Developing a New Deconvolution Technique to Model Rainfall-Runoff in Arid Environments

Abstract

The primary accomplishment of this research has been demonstrating the power of the deconvolution technique developed by Neuman and de Marsily (1976) in dealing with noisy rainfall- runoff records of short duration. Such records are encountered in arid environments where rainfall often occurs in short isolated bursts and the data are measured with a considerable margin of error. Our research work consisted of superimposing known noise on synthetic rainfall- runoff data and examining the ability of the Neuman -de Marsily deconvolution method to estimate the correct impulse response of the system when the data include only a single storm event. Approximately 50 Monte Carlo simulation runs were performed for each of three different noise models considered in our work. The results clearly demonstrated that the deconvolution model leads to reliable estimates and can be used with confidence in the presence of realistic noise levels.
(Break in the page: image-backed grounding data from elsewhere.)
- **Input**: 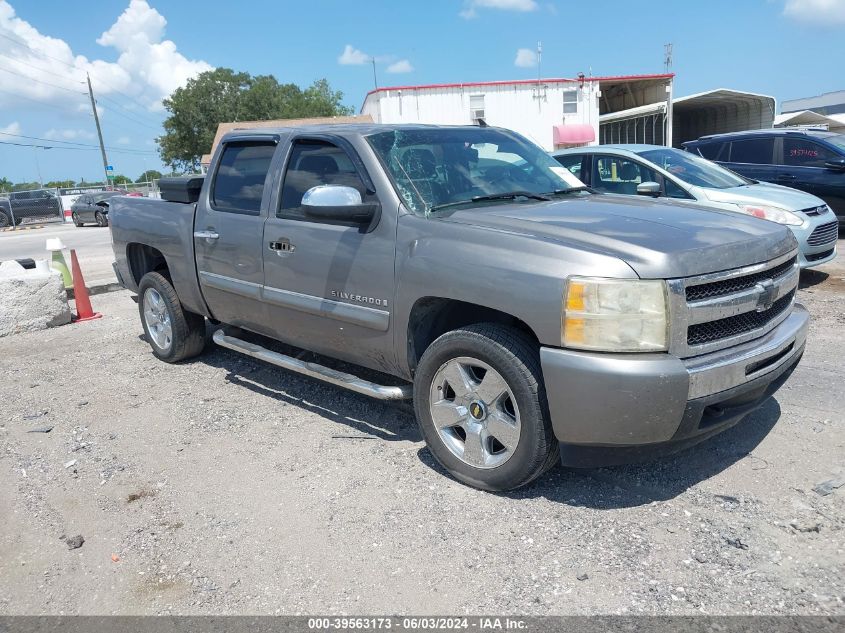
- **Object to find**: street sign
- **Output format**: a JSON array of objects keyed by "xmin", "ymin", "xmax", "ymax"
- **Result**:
[{"xmin": 106, "ymin": 165, "xmax": 114, "ymax": 172}]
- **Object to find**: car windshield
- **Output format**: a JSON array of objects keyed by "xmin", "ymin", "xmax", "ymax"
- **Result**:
[
  {"xmin": 638, "ymin": 147, "xmax": 750, "ymax": 189},
  {"xmin": 823, "ymin": 134, "xmax": 845, "ymax": 152},
  {"xmin": 366, "ymin": 127, "xmax": 586, "ymax": 215}
]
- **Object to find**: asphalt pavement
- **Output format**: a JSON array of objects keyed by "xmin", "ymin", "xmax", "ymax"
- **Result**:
[{"xmin": 0, "ymin": 223, "xmax": 116, "ymax": 284}]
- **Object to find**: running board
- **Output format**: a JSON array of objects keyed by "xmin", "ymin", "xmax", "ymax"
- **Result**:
[{"xmin": 212, "ymin": 330, "xmax": 413, "ymax": 401}]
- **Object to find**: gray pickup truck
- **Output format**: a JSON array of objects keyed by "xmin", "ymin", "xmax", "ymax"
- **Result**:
[{"xmin": 110, "ymin": 124, "xmax": 808, "ymax": 491}]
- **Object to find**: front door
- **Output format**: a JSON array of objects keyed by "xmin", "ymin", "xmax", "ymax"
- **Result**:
[
  {"xmin": 261, "ymin": 136, "xmax": 398, "ymax": 373},
  {"xmin": 779, "ymin": 136, "xmax": 845, "ymax": 215},
  {"xmin": 194, "ymin": 137, "xmax": 279, "ymax": 334}
]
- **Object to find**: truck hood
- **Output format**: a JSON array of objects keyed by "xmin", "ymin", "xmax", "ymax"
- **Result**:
[
  {"xmin": 445, "ymin": 194, "xmax": 797, "ymax": 279},
  {"xmin": 700, "ymin": 181, "xmax": 825, "ymax": 211}
]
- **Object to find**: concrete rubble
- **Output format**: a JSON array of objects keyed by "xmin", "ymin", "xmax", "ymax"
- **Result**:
[{"xmin": 0, "ymin": 259, "xmax": 72, "ymax": 338}]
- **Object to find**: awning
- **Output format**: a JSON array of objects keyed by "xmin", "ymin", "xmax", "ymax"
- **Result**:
[{"xmin": 553, "ymin": 123, "xmax": 595, "ymax": 145}]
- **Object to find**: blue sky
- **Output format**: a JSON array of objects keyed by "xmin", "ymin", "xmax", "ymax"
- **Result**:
[{"xmin": 0, "ymin": 0, "xmax": 841, "ymax": 183}]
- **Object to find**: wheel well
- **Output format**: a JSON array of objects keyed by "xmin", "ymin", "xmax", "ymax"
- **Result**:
[
  {"xmin": 126, "ymin": 243, "xmax": 169, "ymax": 286},
  {"xmin": 407, "ymin": 297, "xmax": 538, "ymax": 374}
]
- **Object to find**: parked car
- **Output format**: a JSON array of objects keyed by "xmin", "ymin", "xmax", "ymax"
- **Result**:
[
  {"xmin": 682, "ymin": 129, "xmax": 845, "ymax": 226},
  {"xmin": 552, "ymin": 145, "xmax": 837, "ymax": 268},
  {"xmin": 110, "ymin": 123, "xmax": 807, "ymax": 491},
  {"xmin": 0, "ymin": 189, "xmax": 62, "ymax": 226},
  {"xmin": 71, "ymin": 191, "xmax": 126, "ymax": 227}
]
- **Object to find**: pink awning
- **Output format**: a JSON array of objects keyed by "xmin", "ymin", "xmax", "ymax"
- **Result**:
[{"xmin": 553, "ymin": 124, "xmax": 595, "ymax": 145}]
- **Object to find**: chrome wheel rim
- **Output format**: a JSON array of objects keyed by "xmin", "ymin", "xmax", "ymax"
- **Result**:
[
  {"xmin": 429, "ymin": 357, "xmax": 521, "ymax": 469},
  {"xmin": 143, "ymin": 288, "xmax": 173, "ymax": 351}
]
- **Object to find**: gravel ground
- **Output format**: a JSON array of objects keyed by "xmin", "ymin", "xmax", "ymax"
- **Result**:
[{"xmin": 0, "ymin": 246, "xmax": 843, "ymax": 616}]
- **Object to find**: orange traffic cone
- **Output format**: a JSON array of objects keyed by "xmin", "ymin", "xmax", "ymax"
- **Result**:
[{"xmin": 69, "ymin": 249, "xmax": 102, "ymax": 323}]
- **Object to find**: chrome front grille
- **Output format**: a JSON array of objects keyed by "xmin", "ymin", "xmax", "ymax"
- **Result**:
[
  {"xmin": 800, "ymin": 205, "xmax": 828, "ymax": 217},
  {"xmin": 667, "ymin": 251, "xmax": 799, "ymax": 358},
  {"xmin": 807, "ymin": 220, "xmax": 839, "ymax": 247}
]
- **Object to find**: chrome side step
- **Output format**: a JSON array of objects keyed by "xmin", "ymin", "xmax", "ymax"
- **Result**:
[{"xmin": 212, "ymin": 330, "xmax": 413, "ymax": 401}]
In addition to the Monte Carlo simulation tests and their analysis, certain improvements were introduced into the original deconvolution technique. In particular, the original version of the technique required that the hydrologist exercise subjective judgement in choosing the "best" solution for the deconvolution problem from a large number of admissible solutions. Our new method of selecting the "best" result is based on a comparative analysis of residuals and is more reliable than the earlier subjective approach. The improved method has been applied to real as well as synthetic rainfall -runoff data.